Access Control Overview

Access Control events, states and categories

Understanding how events, states and categories work together is important before developing a MIP-AC plugin.

Events used with MIP-AC are the ones well known to a given access control system, like “Door-opening” or “Door-being-unlocked”. Other events within the XProtect software, such as user-defined events or input activation events are not mixed in with events described here.

States hold the state of a specific unit, like “Door-open” or “Door-is-unlocked”.

State changes are often a result of an event, but a state also has a ‘start’ value when the system starts up.

There are built-in events and states in MIP-AC, but each AC plugin specifies what is available for its individual system. This also covers the situation where different versions of an access control system have different sets of events they can trigger.

Events and states should come directly from the access control system whenever possible. If it is possible to receive the supported list of events from a system, the MIP-AC plugin should ask for these during initial configuration fetching. If not possible to ask the access control system, the plugin will need to have a compiled list included in the AC plugin.

When many events are available, it can be a big task to configure alarms and actions.
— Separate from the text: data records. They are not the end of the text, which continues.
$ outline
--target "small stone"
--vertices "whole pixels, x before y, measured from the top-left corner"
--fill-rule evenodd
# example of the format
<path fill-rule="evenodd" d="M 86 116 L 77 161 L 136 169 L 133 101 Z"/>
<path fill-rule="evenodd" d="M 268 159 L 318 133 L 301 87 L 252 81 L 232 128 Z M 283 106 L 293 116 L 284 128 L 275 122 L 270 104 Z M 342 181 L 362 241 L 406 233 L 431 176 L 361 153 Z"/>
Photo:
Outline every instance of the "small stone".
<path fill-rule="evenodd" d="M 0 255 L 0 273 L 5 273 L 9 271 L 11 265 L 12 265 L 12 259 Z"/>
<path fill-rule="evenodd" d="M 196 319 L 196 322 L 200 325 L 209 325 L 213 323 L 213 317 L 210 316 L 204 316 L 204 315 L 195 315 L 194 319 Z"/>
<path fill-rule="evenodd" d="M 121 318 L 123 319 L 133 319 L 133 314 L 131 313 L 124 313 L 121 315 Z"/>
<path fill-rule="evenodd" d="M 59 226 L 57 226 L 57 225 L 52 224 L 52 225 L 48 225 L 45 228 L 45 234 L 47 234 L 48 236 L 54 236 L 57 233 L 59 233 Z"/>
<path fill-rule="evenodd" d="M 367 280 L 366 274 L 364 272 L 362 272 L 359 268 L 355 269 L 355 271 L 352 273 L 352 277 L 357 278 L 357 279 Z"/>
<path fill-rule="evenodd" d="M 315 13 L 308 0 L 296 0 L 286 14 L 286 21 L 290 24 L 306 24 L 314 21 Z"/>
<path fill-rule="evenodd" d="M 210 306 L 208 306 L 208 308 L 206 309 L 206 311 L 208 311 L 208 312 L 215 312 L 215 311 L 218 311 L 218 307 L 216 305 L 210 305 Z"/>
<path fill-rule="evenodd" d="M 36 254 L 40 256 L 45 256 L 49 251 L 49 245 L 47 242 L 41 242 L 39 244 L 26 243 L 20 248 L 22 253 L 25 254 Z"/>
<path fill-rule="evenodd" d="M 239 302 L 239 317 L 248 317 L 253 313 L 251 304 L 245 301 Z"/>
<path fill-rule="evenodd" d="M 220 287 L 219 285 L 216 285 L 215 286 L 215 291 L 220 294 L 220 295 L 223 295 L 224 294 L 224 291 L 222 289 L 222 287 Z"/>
To solve this issue, event categories allow you to group a number of events into a category, and let the administrator configure alarms and actions based on the category, rather than configure each and every event individually.

Some event categories are built-in, the AC-plugin can define new categories, and the administrator can also define new categories as needed.

Categories can be used for grouping similar events together, like “Access Point error”, and “Access Point powered off” to a category like “Access Point down”, or simply “Error”. And the administrator can then just create one alarm for all events belonging to this category.

Categories can also be used to combine events that should be handled in a similar way, for example have the same action executed.